そんな不心得者を諭すためか、河原を歩く私にゆるやかな風が吹いた。


桜餅の薫りであった。


近くに花見の一団でもいるのかと辺りを見回しても、誰もいない。風上に目をやれば、柔らかそうな新芽をつけた桜の木がある。今の匂いの元はこれだ。顔を近づけてそう確信した。


えぇ…風…風薫った……


あまりにも見事に風薫った。ちょっと引くレベルで風薫ったのである。「そういう物理的な話じゃなくて…」という声も聞こえてきそうだが、「もう桜の花は終わって、これからどんどん葉が育って、やがて実がなる」という季節の移り変わりを全身に伝えてくれるような、そんな爽やかで優しい風だったのだ。これはもう、まさしく「風薫る」を体験したと言えよう。

それで、季語というのはただルールとして決まっているのではなくて、季節を切り取って伝える力があるものだと知った。「先生の金言が!『言葉』でなく『心』で理解できた!」とジョジョ立ちで言いたくなるくらい得心がいったので、これからは自分自身のやり方で「季語を信じる」ことができそうだ。


調べてみたところ、『桜』は春、『桜の実』は夏の季語らしい。このように花と実、根などで季節が違うところも季語の面白さかもしれない(植物は季節の移ろいとともに成長するから当たり前と言えば当たり前だが)。季語を知るとその植物の色々な面に目が向くものだ。例えば「ちょろぎ」が新年の季語であることは想像に難くないが、「ちょろぎの花」は夏の季語だそうな。「花」ばかり、「根」ばかりが持て囃されるこれらの植物の「実」や「花」がスポットライトを浴びるところも、「季語」というシステムの美点だろう。



車窓のワンカップ

月日は流れて、これは今回の句会での出来事である。12月ということで、冬の句を詠んで持ち寄った。その中に、「雪」「車窓」「ワンカップ」を詠み込んだ句があった。(なんて良い景色だ…最高…)と思い、選句(良いと思った句を選ぶこと)の際に迷わず頂いた。
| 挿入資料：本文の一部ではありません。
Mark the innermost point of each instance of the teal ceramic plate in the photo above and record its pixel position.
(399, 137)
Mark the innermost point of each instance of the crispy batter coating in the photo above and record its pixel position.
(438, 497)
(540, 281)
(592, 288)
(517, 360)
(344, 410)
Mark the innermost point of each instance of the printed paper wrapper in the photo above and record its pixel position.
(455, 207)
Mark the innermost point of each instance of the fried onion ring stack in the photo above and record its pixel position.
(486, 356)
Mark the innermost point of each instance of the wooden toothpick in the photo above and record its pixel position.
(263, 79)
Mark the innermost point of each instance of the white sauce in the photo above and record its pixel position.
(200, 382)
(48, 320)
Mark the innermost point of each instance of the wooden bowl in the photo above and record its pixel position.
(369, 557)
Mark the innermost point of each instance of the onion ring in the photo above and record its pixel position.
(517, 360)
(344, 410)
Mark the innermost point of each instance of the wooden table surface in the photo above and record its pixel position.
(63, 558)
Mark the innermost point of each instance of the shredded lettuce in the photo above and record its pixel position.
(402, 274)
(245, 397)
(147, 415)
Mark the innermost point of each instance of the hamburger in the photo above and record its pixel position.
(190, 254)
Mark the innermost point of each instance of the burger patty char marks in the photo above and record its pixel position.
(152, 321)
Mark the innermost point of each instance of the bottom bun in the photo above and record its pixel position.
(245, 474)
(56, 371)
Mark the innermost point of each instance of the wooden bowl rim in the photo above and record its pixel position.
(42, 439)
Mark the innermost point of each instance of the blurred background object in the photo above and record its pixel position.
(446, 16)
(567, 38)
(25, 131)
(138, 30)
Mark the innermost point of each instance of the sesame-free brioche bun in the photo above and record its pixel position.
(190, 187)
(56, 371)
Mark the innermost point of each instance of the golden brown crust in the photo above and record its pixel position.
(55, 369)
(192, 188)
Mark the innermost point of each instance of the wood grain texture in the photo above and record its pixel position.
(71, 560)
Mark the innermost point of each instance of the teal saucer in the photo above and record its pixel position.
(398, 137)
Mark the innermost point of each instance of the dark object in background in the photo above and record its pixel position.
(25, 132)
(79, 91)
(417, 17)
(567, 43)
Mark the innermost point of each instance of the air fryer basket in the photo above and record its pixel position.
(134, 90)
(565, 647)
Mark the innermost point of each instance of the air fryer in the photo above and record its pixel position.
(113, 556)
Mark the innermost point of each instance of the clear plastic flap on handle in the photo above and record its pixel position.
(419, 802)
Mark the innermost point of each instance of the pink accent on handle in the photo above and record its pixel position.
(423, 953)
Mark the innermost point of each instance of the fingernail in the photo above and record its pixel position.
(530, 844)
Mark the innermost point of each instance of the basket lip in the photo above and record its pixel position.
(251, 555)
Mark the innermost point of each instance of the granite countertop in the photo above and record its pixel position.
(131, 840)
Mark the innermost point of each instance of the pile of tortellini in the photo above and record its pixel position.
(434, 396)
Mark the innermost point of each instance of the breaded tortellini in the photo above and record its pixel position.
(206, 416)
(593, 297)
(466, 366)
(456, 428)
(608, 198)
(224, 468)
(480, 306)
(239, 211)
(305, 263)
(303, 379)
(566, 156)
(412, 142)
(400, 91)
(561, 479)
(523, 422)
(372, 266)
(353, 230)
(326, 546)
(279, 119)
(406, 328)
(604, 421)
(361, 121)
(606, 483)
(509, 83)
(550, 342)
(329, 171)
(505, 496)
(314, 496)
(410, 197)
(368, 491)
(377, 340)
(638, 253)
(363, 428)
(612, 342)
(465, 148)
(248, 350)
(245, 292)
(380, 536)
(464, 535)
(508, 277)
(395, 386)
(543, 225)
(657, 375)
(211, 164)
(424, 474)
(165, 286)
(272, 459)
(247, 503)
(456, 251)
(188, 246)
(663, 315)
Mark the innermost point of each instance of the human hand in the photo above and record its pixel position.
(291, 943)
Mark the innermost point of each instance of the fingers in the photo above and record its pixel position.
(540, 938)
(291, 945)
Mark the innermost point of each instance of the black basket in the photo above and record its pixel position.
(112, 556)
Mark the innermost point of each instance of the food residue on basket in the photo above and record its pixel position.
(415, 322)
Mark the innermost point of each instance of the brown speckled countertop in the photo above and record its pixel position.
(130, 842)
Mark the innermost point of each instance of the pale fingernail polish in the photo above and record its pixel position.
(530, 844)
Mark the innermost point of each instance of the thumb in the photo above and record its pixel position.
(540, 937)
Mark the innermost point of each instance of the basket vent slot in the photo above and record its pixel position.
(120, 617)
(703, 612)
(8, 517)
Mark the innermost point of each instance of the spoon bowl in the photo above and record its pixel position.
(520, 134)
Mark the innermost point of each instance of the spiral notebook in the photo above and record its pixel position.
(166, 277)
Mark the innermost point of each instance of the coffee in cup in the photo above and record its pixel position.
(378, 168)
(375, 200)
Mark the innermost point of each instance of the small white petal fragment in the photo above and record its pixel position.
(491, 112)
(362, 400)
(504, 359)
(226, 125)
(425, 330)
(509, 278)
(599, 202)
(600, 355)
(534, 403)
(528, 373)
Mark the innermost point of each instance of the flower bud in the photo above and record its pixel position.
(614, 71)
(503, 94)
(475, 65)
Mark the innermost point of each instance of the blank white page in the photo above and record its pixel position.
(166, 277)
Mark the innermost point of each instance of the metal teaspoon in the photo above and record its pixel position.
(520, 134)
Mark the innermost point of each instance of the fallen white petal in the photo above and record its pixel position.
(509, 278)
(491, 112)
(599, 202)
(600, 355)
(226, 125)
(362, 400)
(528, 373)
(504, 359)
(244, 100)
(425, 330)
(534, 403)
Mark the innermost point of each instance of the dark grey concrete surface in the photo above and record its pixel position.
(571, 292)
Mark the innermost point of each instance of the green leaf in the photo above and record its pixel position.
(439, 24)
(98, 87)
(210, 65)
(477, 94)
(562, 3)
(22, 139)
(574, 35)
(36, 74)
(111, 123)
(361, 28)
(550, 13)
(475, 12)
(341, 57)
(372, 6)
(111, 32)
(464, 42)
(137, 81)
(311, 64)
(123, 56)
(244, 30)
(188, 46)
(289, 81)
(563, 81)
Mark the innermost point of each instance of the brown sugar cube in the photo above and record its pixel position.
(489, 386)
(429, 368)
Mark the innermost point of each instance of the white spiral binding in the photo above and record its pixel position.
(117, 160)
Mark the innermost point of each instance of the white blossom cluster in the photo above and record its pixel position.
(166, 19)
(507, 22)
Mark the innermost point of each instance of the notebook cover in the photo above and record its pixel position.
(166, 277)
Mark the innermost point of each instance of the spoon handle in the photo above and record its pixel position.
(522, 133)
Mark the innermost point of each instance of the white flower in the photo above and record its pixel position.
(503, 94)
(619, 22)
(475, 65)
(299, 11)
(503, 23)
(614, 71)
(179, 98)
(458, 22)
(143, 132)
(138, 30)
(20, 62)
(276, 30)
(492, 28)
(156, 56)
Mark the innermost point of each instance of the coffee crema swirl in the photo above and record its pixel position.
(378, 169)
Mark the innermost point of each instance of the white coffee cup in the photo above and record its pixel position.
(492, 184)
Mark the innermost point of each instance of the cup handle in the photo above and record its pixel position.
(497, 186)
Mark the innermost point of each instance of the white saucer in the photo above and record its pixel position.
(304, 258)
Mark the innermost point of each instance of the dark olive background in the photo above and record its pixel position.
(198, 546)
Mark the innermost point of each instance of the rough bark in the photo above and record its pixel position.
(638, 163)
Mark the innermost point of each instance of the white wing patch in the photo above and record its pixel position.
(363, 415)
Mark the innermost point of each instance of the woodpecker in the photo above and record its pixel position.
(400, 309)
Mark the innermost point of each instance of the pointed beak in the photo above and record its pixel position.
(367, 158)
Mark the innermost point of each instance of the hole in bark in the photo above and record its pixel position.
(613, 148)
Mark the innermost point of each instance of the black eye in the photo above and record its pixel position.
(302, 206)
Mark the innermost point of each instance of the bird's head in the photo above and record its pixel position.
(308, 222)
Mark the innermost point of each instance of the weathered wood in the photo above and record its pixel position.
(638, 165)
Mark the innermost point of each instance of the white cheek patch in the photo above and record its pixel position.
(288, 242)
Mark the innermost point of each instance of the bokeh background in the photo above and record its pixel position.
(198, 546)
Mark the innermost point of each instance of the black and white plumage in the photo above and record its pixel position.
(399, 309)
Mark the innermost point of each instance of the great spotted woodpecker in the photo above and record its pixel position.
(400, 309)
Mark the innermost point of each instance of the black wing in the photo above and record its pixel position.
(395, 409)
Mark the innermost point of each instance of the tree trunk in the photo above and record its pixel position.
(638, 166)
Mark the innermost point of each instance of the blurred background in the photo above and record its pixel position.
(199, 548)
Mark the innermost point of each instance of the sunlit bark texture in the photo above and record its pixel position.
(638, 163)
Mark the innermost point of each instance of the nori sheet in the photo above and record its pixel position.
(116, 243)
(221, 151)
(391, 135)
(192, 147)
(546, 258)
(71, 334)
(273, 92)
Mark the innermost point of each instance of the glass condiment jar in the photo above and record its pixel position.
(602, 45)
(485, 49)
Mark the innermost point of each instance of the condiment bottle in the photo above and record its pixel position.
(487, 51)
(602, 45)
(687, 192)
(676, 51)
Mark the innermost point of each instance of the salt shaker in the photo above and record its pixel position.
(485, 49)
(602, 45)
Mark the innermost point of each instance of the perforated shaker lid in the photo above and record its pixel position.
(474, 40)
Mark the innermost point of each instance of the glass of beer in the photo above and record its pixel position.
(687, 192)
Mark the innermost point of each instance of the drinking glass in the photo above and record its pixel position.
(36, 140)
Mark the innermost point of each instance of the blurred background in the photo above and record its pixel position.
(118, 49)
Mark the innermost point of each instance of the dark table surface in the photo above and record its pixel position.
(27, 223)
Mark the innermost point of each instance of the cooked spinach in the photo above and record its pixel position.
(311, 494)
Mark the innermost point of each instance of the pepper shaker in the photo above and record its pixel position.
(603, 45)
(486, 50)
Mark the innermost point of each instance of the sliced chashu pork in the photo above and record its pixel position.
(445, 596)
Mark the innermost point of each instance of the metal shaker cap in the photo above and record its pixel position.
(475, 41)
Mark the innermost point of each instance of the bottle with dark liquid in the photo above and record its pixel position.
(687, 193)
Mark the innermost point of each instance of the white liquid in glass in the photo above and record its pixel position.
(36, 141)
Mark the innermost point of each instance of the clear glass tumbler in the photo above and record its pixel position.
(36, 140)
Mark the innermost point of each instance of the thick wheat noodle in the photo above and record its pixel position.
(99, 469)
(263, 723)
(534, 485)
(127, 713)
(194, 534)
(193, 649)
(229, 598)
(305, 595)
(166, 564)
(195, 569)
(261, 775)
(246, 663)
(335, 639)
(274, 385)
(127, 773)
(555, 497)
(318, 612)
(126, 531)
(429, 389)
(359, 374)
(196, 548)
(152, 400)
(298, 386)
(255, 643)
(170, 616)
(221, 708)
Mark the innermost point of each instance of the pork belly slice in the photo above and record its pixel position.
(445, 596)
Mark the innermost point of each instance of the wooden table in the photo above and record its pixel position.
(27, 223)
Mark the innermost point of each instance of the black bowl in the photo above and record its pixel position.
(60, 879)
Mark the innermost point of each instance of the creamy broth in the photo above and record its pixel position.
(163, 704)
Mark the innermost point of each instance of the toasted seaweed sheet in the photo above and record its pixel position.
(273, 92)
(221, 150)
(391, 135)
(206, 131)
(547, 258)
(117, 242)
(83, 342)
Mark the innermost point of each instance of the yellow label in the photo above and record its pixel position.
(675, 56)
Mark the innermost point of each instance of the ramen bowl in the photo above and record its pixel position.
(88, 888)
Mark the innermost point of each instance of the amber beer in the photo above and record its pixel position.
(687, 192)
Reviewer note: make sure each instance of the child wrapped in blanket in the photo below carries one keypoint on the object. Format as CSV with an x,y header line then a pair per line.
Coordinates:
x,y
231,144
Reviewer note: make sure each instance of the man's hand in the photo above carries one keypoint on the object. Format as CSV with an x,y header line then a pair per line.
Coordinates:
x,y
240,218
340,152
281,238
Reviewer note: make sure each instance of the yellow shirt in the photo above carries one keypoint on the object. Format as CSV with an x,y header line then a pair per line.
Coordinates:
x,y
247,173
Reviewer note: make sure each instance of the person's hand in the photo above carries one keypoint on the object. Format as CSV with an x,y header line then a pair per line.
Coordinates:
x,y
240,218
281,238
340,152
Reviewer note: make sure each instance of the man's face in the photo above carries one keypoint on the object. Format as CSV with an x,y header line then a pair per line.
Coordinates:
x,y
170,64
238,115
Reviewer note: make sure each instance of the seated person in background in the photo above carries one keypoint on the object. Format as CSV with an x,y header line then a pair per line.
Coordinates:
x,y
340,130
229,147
私自身は飲めないのだが、これは故郷の風景を思い出させる一句だ。乗客の少ない雪国の電車、ストーブで温めたワンカップを傾けているお父さんたちがいる。耳まで赤くなっているのは寒さのせいか、酔っているだけなのか。知らない人でも親戚のおじさんのような気分がして良いものだ。

画像1

これこれ…この車両だよ、ディーゼル(興奮)!私にとってはこれこそ、「雪」と「ワンカップ」が世界一似合う車両だ。


それぞれの句の得点を出した後は句評といって、「なぜその句を選んだのか」などを話す時間がある。この句を選んだ人は私の他にもいたのだが、その方の評を聴いてびっくりしたのだ。

「これは新幹線でしょうか、仕事が終わって帰る途中の。」
(…!?)

驚いた。自分が思い浮かべていた風景と全く違うではないか。かたや新幹線、かたや廃線寸前のワンマンカー。同じ句を解釈するのでも、ここまでの違いが出るものなのか。でも確かに、出張が多い人などは新幹線を想起する場合が多いのかもしれない。ワンカップから立ち上る湯気で旅先の緊張が解れて、時速数百キロで移動していることも忘れる至福のひととき…という感じかしら。

そう。この句、どっちの解釈でも良いんだよね。こんな自由な読み方ができるということも、俳句の楽しみだと思う。春の吟行で『蜘蛛の巣』についてお話した先生には、実はこの句会で再びお世話になっている。「車窓のワンカップ」の解釈の違いに驚いたというお話をしたら、先生はうんうんと頷きながら耳を傾けてくださり、「詠み手の出番は半分だけでいい。あとは受け手に委ねるばかり。」とおっしゃった。

何かを言い表したいとき、17音というのはあまりに少ない。必ず「言えなかったこと」がでてくるし、言いたいことの半分も盛り込めない。壊れる程愛しても3分の1も伝わらない。

でも、それでいい。全部言い表せなくたっていい。詠み手は必要最低限の言葉しか使えないから、残りは受け手が自分の知識や想像、思い出なんかで補って解釈するのだ。だから、10人集まれば10通り、あるいはそれ以上の解釈がたった1つの句から生まれる。もちろん詠み手には表現したい情景やイメージ(これも1通りとは限らない)があるわけだが、受け手の解釈がそれを上回ってくることもあるのだ。ということで、俳句に触れる前の私がもっていた「孤独」というイメージは見当はずれなことで、解釈する人・鑑賞する人がいて初めて、俳句は作品としての羽を広げるのだ。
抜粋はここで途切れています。